Weekly News Roundup: September 30, 2022

AMBREEN QURESHISurkh rooh, 2022, watercolor on paper, 46 × 38 cm. Courtesy South Asian Visual Arts Network. 

South Asian Artists Raise Funds for Pakistan Flood Relief

The South Asian Visual Arts Network (SAVAN), an ad-hoc group of artists and cultural workers from South Asia and its diaspora, has organized an art auction to raise funds for flood relief in Pakistan. Lots are open for online bidding from September 24 to 30 and a physical auction will take place on Friday evening at Prime Produce in New York. More than 70 artists have donated their works to the auction, such as a lithograph titled Move in Place (2015) by installation artist Brendan Fernandes, and a 2012 two-panel comic print She the Question, Slippery Spirit {Train Station} by multimedia artist Chitra Ganesh. Some also created new works specifically for the occasion, such as Jaishri Abichandani’s portrait of Pakistani singer Meesha Shafi. All of the proceeds will contribute to four organizations—Women Democratic Front, Madat Balochistan, Ali Hasan Mangi Trust, and Mama Baby Fund—for the relief efforts in Pakistan. Since June 14, the extremely devastating floods in Pakistan have killed 1,569 people and displaced nearly 8 million people. 

Portrait of LARA KHALDI. Photo by Nicolas Wefers. Courtesy De Appel, Amsterdam. 

Lara Khaldi Appointed Director of De Appel

Curator, artist, and writer Lara Khaldi has been named director of De Appel, a contemporary arts center in Amsterdam, effective January 2023. Born in Jerusalem and based in Amsterdam, Khaldi graduated with a bachelors degree in archaeology and art history, and obtained a masters degree in media and communications from the European Graduate School. With her interdisciplinary background, she once served as assistant program director at the Sharjah Art Foundation and the director at Khalil Sakakini Cultural Centre in Ramallah, before completing the curatorial program at De Appel in 2013–14. Most recently she is a member of the artistic team of documenta fifteen. Her other projects include the educational platform “School of Intrusions” with Noor Abed, and group exhibitions such as “Overtone: On the Politics of Listening” at Goethe-Institut, Ramallah (2019) and “Unweaving Narratives” at Palestinian Museum, Birzeit (2018). In 2017, she also co-curated Sharjah Biennial 13 and Off-Biennial in Budapest. 

Photo of BAYAN USA’s community members during the protest at Asia Society, New York. Image via Twitter. 
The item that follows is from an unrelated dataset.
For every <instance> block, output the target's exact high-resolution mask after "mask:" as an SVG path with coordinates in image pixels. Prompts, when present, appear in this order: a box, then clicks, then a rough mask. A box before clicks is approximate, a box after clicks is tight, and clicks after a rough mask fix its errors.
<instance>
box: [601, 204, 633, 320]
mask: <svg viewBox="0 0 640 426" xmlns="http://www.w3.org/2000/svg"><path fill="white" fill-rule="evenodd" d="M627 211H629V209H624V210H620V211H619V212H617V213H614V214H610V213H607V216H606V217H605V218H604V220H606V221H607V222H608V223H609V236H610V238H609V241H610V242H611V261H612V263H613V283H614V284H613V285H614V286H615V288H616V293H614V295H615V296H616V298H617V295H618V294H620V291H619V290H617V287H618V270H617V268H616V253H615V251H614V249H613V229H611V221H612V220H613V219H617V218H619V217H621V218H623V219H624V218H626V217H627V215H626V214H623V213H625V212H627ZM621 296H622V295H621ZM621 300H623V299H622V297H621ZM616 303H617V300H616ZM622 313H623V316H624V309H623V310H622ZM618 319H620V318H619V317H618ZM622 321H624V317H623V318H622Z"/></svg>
Cultural Workers Protest Against Bongbong Marcos at Asia Society

A group of Filipino and Asian-American artists, cultural practitioners, and scholars issued an open letter to demonstrate their solidarity with the protestors, who protested the presence of the Philippine president Ferdinand “Bongbong” Marcos Jr. at New York’s Asia Society on September 23. In the statement, they wrote, “We refuse to normalize the history of state violence that the Marcos and Duterte names represent. We are boycotting events at Asia Society, and we will refuse to speak at their events and will relay this boycott to fellow writers, artists and scholars to make clear to Asia Society that their actions are harmful to our community of Asian American Pacific Islanders.” Bongbong Marcos, who comes from the corrupt Marcos political family and won 31 million votes during the election this year, was invited to give a speech during the United Nations General Assembly in New York. During the protest, three of the protesters were arrested by the New York City Police Department and released on bail on September 24.